Enter Nahiri, the Harbinger. Nahiri can act as a removal spell for a number of problematic permanents in the format, but that’s far from the highlight. A deck with toolbox creatures is susceptible to drawing the wrong ones at the wrong time, hopefully only in game 1, but there are situations where the creatures also aren’t doing much after sideboard, depending on the game state. Nahiri allows you to start churning through your deck to find more useful answers. Her loyalty starts high and grows fast. It only takes 2 turns to get Nahiri within ultimate range, and when that happens….

Emrakul, the Aeons Torn. Annihilator 6. Game over.

Chord of Calling allows a toolbox deck to work. Without convoke, the card is just way too overpriced to do much of anything, but in a deck filled with creatures that are all going to help you cast this, a big Chord is easy to cast early. You’ll Chord for everything between 1 and 5, so the utility is huge.

 

Birds of Paradise and Wall of Roots are your mana creatures. They get you started early and will make sure you can keep pace with many of the fastest decks in the format. The combo of Wall of Roots and Chord of Calling to produce 2 mana is a great way to speed up your own clock.

Wall of Omens and Voice of Resurgence are all-stars in different matchups, but both provide a good amount of card advantage and early interaction. Voice really messes up the plans of blue decks looking to do their dirty work on your turn. You definitely don’t need to combo to win the game, and Voice is a big reason why the Elementals can finish the game in a hurry.

Eternal Witness is the most common card searched up by Chord, and that becomes clear when you realize it will also just return that very Chord back to your hand. This is a key piece of the engine and a single Chord can win the game in a couple of turns.

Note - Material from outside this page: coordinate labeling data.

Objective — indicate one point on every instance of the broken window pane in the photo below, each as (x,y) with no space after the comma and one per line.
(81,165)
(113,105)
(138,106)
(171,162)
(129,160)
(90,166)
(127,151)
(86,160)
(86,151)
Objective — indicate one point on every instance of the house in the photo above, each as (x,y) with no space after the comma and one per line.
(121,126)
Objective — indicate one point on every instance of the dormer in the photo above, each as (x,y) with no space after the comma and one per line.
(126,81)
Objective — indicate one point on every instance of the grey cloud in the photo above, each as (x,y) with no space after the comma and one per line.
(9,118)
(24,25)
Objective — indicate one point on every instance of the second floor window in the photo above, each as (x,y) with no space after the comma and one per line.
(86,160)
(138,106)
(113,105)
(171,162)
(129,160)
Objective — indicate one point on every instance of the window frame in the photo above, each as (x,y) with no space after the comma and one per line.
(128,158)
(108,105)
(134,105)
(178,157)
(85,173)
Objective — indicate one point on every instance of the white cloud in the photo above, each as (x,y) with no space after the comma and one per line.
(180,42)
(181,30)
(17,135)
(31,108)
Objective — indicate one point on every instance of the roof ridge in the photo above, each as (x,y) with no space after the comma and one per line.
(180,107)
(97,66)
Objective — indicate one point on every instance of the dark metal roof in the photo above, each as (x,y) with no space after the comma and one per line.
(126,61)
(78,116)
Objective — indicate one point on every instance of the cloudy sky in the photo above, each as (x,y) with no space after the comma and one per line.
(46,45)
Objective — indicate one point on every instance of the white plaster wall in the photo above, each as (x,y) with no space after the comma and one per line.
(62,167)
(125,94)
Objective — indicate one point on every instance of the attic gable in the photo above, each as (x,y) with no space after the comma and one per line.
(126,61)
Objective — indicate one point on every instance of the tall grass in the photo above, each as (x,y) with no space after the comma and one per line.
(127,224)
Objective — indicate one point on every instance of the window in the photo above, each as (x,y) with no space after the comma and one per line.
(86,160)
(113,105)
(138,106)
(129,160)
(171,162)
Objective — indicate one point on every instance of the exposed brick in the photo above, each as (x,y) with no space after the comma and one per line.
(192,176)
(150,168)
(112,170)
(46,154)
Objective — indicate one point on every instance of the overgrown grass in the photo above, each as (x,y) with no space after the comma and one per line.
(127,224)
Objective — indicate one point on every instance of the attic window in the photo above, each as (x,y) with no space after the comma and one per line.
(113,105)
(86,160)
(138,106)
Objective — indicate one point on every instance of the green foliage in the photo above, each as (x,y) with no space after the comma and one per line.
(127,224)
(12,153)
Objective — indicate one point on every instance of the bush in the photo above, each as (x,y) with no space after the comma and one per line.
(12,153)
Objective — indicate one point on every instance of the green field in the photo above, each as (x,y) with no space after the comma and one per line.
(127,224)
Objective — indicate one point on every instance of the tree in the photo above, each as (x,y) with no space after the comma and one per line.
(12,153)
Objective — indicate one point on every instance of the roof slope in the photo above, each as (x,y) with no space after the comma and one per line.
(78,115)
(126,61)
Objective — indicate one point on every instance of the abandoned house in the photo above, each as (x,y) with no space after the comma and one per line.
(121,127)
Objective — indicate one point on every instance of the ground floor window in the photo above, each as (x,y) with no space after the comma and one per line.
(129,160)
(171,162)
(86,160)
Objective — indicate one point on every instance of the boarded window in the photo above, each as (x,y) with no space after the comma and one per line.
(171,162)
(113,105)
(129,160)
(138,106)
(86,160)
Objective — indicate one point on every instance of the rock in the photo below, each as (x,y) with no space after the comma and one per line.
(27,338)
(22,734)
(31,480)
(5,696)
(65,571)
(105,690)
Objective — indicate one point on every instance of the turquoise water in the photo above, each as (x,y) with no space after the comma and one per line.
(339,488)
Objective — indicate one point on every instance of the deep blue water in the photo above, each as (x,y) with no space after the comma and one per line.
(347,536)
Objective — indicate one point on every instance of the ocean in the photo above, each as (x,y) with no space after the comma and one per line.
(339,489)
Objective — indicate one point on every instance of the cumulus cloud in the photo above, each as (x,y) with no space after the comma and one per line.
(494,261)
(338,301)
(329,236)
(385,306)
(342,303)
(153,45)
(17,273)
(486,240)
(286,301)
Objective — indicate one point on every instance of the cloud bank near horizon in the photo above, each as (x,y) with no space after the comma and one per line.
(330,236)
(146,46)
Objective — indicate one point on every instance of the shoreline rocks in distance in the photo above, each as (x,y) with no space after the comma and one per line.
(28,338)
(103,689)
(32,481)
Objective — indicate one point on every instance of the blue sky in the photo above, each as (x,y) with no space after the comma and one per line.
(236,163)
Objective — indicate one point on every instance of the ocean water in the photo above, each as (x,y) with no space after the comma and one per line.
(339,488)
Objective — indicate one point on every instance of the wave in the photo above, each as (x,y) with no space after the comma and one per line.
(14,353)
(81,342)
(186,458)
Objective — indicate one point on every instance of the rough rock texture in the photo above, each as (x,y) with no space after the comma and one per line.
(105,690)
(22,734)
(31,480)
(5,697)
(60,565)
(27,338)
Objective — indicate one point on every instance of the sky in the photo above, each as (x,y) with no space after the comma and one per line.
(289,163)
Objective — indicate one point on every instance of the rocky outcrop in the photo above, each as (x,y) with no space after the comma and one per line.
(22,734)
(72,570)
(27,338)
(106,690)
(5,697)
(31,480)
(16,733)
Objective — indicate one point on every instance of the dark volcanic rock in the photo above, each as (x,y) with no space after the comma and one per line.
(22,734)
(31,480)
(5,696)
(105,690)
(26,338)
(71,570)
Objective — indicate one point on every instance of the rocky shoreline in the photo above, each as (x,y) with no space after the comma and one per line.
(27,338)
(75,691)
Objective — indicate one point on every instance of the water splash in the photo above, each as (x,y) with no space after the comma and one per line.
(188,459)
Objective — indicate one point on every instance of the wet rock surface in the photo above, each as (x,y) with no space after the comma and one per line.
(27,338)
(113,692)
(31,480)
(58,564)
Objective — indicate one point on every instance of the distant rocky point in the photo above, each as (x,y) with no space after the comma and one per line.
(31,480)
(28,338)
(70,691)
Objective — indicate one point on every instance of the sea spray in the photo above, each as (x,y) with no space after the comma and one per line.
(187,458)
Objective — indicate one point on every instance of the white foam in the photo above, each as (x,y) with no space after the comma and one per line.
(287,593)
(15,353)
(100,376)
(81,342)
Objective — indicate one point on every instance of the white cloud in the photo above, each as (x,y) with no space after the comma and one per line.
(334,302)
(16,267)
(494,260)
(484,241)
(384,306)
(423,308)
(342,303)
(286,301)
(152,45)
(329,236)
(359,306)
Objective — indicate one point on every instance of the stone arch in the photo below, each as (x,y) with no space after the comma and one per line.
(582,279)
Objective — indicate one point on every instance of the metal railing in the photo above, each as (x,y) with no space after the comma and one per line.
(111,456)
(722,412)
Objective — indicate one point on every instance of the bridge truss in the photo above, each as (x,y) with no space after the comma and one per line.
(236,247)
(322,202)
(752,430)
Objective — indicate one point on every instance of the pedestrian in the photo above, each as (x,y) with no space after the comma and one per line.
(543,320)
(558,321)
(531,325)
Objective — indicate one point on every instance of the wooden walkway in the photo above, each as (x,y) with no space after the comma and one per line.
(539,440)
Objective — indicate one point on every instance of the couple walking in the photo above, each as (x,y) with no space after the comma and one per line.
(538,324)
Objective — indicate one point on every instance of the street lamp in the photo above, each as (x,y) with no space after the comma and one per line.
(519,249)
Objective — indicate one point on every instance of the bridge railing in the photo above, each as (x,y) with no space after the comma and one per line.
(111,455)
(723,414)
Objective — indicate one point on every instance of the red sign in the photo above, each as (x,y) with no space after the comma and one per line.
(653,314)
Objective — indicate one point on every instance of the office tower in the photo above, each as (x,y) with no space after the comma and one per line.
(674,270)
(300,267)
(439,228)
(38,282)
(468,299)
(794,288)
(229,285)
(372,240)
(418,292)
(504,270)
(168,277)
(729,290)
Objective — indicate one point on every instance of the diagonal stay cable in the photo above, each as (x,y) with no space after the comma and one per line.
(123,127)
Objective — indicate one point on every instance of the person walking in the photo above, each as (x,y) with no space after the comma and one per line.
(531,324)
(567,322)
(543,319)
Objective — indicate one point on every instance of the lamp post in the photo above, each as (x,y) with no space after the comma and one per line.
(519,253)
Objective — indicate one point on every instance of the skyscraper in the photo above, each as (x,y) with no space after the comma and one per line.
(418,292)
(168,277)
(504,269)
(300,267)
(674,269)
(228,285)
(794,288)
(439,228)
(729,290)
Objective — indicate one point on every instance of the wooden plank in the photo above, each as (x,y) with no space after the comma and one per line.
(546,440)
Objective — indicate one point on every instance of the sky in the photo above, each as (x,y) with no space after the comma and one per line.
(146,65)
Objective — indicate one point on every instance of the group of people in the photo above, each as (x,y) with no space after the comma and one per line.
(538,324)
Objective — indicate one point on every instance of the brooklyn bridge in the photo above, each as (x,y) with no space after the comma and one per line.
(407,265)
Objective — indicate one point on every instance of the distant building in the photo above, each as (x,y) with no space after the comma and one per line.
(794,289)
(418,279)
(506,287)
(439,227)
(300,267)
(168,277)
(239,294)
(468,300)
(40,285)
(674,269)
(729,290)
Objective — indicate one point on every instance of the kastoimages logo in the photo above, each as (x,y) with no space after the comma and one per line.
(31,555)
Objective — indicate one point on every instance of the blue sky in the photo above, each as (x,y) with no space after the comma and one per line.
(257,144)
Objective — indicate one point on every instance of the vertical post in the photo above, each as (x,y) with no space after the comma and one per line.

How that works is the first Chord gets Eternal Witness. You can then block with that Witness next turn, use the Chord you brought back, find Restoration Angel to blink your Witness, and the Chord is right back in your hand, exactly where you want it.

From there you can get Kiki-Jiki, Mirror Breaker for the infinite combo with Restoration Angel.

With other cool creatures to get, such as Spellskite to both protect your combo or stop a Bogles or Infect player from doing their thing, Pia and Kiran Nalaar to create an army, and Glen Elendra Archmage to shut down someone’s entire game plan or all of their interaction, the possibilities are pretty endless. With all of Modern’s creatures to choose from, sideboarded bullets such as Kataki and Eidolon of Rhetoric really get to shine!

While I’m a little down on this deck thanks to my own personal failures, it still does a ton of great things. The Nahiri combo elements have just added yet another dimension to an already solid deck!